Some have also flagged concerns that the pricing of AT1 bonds in the domestic market in the recent past is much closer to senior debt than in the overseas market, as foreign investors demand a higher premium for the risk of unpaid coupons, equity conversion or principal write downs.

"When the system is surplus with liquidity, the risk on such instruments will not be adequately factored in. This is what happens historically," said Aneesh Srivastava, chief investment officer from IDBI Federal Life Insurance.

The banking system is flush with liquidity after the government last month banned old 500 and 1,000 rupee notes in a crackdown on unreported savings, or black money.

"For insurance to buy AT1 bonds will not be easy in the current environment as there is uncertainty surrounding coupon payment ability of banks," said Srivastava. "We are in a long-term business; we don't want to take any risk on returns that we want to earn."

IRDA has also said that insurers can only invest in bonds from banks that have declared dividends for the preceding two years, in line with its requirement for equity investments.

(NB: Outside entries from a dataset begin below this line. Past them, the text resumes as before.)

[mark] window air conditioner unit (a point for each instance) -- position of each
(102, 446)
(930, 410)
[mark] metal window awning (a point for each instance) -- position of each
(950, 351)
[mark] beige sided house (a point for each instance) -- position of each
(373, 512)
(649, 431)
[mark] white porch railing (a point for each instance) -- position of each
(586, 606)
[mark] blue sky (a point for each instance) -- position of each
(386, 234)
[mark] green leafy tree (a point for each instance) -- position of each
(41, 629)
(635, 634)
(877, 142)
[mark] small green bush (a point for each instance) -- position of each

Among India's major public sector banks, only State Bank of India, Union Bank, Oriental Bank of Commerce, Andhra Bank and Punjab and Sind Bank have paid dividends in 2015 and 2016, according to Kotak Institutional Equities Research, which rules out most of the public sector banks in the near term.

While allowing insurers to invest in AT1 bonds increases the depth of the market, a sizable portion of banks' capital demands will still have to come through other means.

"Banks, at some point, have to start looking at the international market if they have to fulfil their AT1 requirement, through either dollar issuance and/or through the Masala bond route," said Guha of Fitch.